Vergangenheit – Wurzeln, um sich als Individuum seinen Platz erobern zu können oder Ballast, den man abwerfen muss, um zu sich selbst zu finden? Sacha Batthyany begibt sich auf Spurensuche nach Ereignissen in der Vergangenheit, die plötzlich ans Licht gebracht ein schlechtes solches auf seine Familie – und damit auch auf ihn? – werfen.
Die Gedanken, die ihm zu den Vorwürfen seiner verstorbenen Tante Margit gegenüber durch den Kopf gehen, sind ganz persönlicher Art: Hat diese Tat, die Tante Margit kurz vor Ende des Zweiten Weltkrieges vielleicht nicht aktiv begangen, aber auf keinen Fall verhindert hat, etwas mit ihm zu tun?
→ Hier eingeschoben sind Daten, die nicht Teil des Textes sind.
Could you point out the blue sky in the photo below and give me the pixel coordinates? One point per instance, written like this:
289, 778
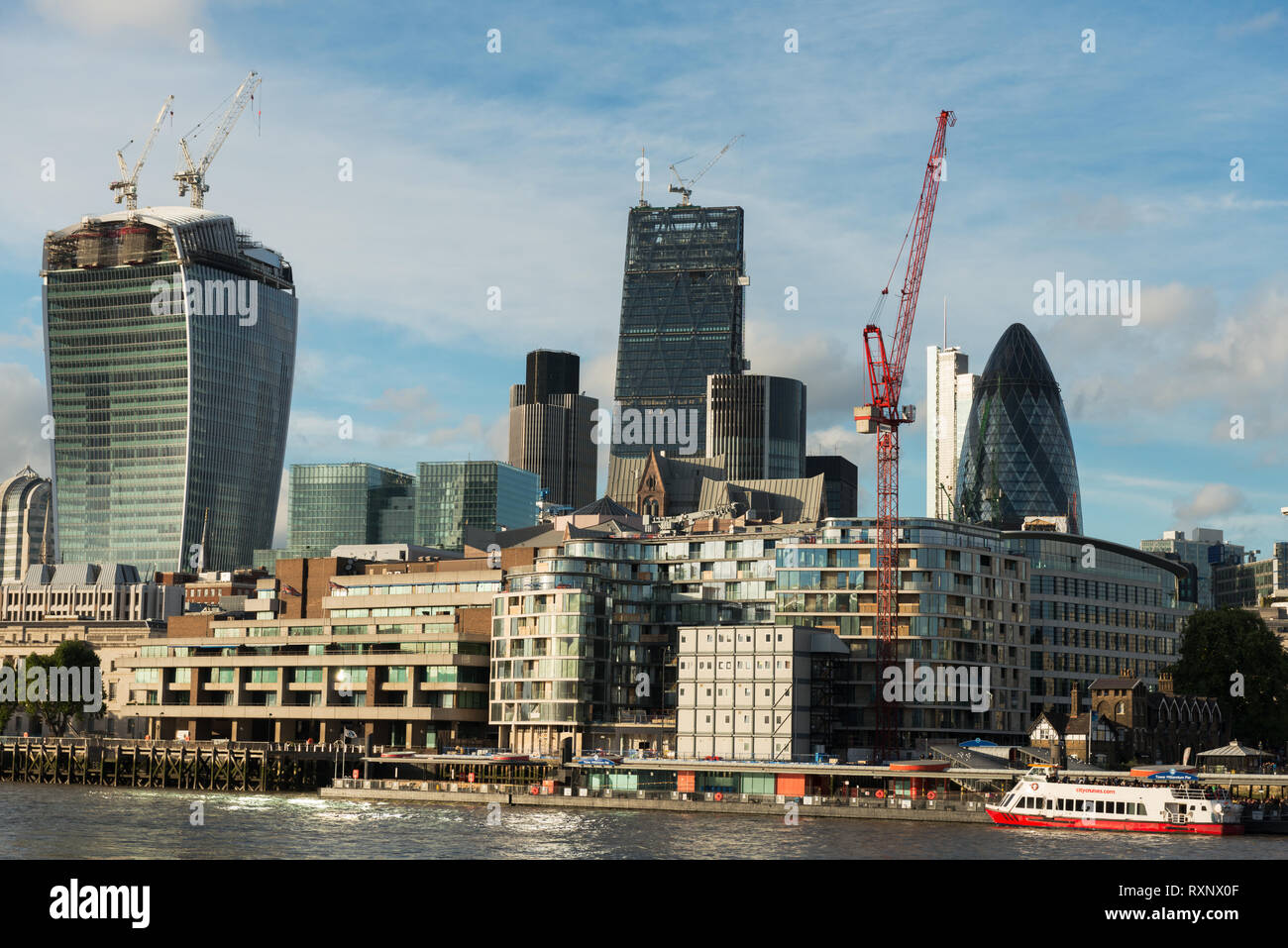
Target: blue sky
516, 170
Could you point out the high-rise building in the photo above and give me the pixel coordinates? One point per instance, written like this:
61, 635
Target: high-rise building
455, 494
552, 428
1017, 456
949, 390
682, 321
170, 356
840, 481
758, 424
334, 504
1206, 550
24, 518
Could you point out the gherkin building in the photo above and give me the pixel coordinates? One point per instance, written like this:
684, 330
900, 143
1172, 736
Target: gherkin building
1017, 458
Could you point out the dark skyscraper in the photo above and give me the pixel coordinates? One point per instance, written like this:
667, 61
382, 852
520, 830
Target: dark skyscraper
552, 428
1017, 456
682, 314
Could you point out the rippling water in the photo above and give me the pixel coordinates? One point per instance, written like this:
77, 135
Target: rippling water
47, 822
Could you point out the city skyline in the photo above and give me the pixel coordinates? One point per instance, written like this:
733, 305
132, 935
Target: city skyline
1212, 285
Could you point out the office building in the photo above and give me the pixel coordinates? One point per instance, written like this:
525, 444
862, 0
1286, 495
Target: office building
758, 424
170, 355
455, 494
25, 517
682, 321
552, 427
1205, 550
1252, 583
949, 391
1017, 455
840, 483
334, 504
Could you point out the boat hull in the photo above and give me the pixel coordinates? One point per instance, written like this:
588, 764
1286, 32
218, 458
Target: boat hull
1137, 826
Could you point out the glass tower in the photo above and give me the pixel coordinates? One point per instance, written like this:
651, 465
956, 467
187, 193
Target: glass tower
455, 494
333, 504
1017, 458
170, 355
682, 314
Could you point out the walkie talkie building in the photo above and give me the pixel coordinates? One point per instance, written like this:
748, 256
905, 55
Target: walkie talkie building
682, 314
168, 357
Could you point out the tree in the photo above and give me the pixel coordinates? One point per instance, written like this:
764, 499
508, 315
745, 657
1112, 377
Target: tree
1233, 656
59, 704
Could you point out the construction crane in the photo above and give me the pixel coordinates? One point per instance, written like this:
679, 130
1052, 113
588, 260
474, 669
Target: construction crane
883, 416
127, 188
684, 188
193, 175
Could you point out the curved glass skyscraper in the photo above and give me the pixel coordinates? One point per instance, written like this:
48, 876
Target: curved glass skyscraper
1017, 455
170, 355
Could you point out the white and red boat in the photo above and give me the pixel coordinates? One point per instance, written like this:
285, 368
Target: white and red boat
1043, 798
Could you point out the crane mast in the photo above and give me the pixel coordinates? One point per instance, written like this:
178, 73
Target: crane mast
883, 416
193, 174
127, 188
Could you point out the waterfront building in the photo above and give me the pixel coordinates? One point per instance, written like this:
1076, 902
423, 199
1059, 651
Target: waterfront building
89, 591
756, 691
552, 429
170, 352
334, 504
114, 640
1096, 609
682, 316
1206, 550
397, 652
1252, 583
840, 483
758, 424
455, 494
949, 393
25, 518
1017, 454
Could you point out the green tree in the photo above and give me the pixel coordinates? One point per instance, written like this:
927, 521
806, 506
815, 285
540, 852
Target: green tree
1232, 655
67, 660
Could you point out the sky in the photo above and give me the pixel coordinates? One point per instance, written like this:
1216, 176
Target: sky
1150, 150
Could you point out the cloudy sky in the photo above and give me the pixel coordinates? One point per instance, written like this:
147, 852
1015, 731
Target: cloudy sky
516, 170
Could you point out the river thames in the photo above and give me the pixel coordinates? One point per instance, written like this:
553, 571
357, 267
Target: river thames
58, 822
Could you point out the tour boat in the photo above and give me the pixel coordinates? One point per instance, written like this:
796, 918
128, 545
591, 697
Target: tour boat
1044, 800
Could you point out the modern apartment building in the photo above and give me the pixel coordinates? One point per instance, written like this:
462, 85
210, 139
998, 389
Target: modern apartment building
682, 318
1205, 549
949, 391
397, 652
487, 494
552, 428
335, 504
758, 424
756, 691
170, 355
25, 517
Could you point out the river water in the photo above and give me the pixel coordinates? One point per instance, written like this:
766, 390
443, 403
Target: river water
47, 822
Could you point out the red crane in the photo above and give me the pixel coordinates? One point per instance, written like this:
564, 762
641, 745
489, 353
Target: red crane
883, 416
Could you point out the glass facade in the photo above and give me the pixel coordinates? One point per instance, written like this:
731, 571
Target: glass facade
682, 311
488, 494
1017, 458
170, 350
334, 504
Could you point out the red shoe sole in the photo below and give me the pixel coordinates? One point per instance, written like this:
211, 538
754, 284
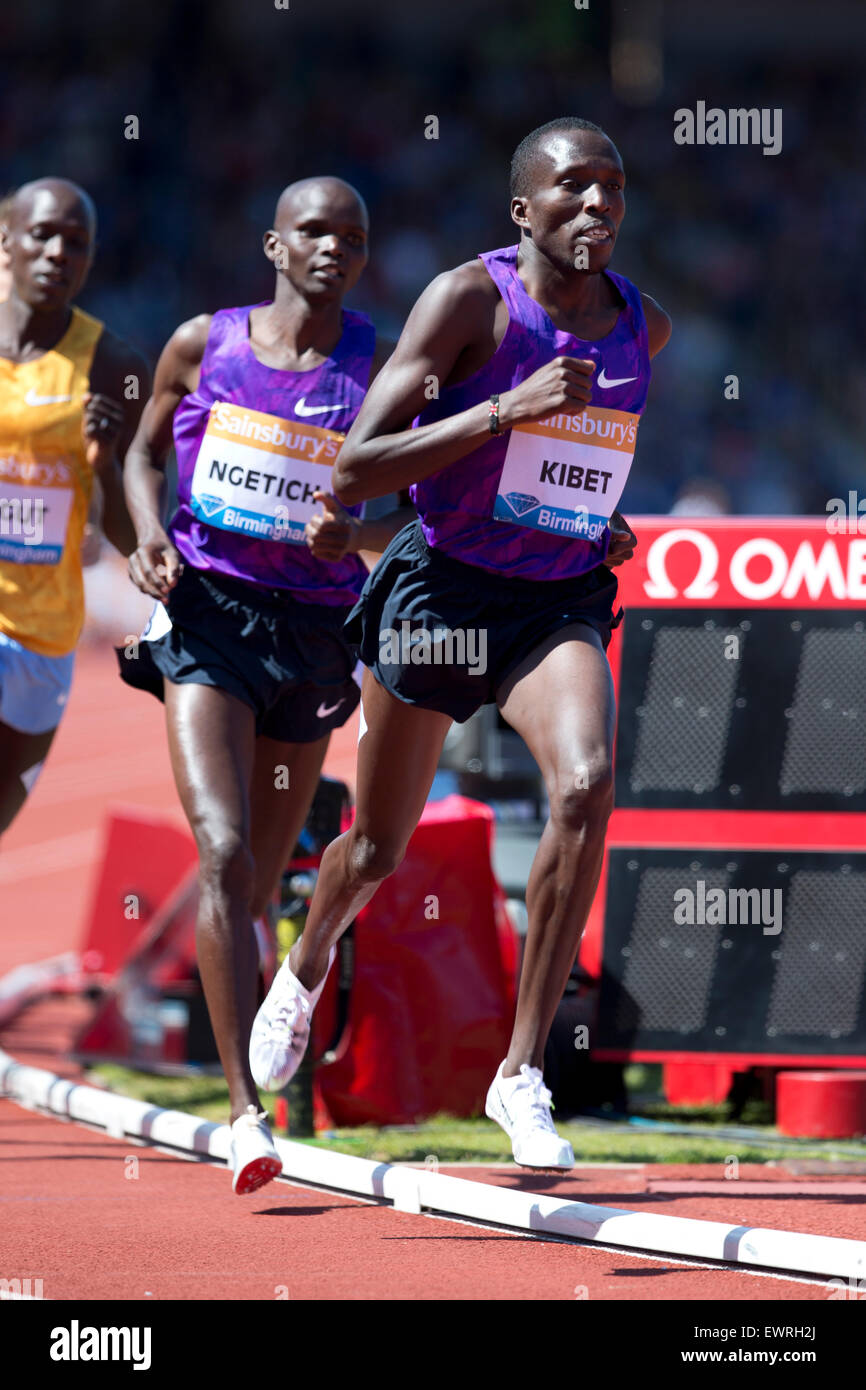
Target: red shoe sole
256, 1175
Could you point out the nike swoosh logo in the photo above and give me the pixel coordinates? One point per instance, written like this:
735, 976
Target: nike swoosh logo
323, 712
605, 381
32, 399
316, 410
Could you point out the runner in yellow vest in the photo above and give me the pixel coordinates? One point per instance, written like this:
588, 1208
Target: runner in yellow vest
71, 395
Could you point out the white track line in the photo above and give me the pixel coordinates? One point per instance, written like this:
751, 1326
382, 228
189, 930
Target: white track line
416, 1189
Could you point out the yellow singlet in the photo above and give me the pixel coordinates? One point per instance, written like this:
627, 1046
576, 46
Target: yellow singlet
45, 491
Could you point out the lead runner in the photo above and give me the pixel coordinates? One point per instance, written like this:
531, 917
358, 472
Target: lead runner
542, 356
245, 645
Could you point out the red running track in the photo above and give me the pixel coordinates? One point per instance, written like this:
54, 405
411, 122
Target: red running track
97, 1218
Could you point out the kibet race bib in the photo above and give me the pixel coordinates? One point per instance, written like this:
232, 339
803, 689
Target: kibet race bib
566, 474
256, 474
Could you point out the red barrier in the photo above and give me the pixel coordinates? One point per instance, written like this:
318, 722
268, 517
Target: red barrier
434, 983
822, 1104
143, 861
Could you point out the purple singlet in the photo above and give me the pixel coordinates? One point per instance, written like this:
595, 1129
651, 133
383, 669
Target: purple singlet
253, 444
534, 502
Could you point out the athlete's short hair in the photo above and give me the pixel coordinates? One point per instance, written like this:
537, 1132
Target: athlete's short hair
527, 150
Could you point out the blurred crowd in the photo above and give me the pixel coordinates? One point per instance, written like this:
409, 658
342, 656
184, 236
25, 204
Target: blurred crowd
752, 255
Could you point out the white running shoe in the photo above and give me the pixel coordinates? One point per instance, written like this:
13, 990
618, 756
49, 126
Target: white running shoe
252, 1154
521, 1105
281, 1030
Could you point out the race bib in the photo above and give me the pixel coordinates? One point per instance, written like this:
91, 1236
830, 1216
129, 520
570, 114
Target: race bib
34, 528
256, 474
566, 474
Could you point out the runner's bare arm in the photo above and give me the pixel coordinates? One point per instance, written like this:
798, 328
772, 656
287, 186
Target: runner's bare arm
658, 324
453, 314
622, 537
120, 382
154, 563
335, 533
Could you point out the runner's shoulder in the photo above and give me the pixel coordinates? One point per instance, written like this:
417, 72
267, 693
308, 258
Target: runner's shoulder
463, 298
658, 323
189, 339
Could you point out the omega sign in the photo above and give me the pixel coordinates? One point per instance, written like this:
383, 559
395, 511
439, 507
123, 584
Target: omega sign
774, 562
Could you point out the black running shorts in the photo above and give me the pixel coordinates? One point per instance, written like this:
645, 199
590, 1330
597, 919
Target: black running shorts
289, 662
444, 635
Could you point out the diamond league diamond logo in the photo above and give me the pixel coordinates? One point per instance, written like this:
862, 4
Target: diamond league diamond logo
521, 502
210, 505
Was genau war passiert? In der Nacht vom 24. auf den 25. März 1945 fand auf dem Schloss der Gräfin Margit Batthyany, geborene Thyssen, ein Gefolgschaftsfest der Nazis statt. Kurz vor oder um Mitternacht zogen einige der Gäste mit Gewehren los. Um die 180 Juden wurden erschossen oder erschlagen und in einem Massengrab verscharrt. Danach ging die Feier weiter.
2009 wurde der Fall durch einen englischen Journalisten wieder aufgegriffen – hier beginnt Sacha Batthyanys Reise in die Vergangenheit. Wobei die Vorgänge selbst durch den Dokumentarfilm „Totschweigen“ bereits hinlänglich bekannt waren und somit die Vorwürfe durchaus nicht neu für die Öffentlichkeit – 2010 nahm sich Elfriede Jelinek der Sache in Form eines Theaterstückes an. Für Sacha Batthyany jedoch waren das Neuigkeiten, die ihn persönlich betrafen.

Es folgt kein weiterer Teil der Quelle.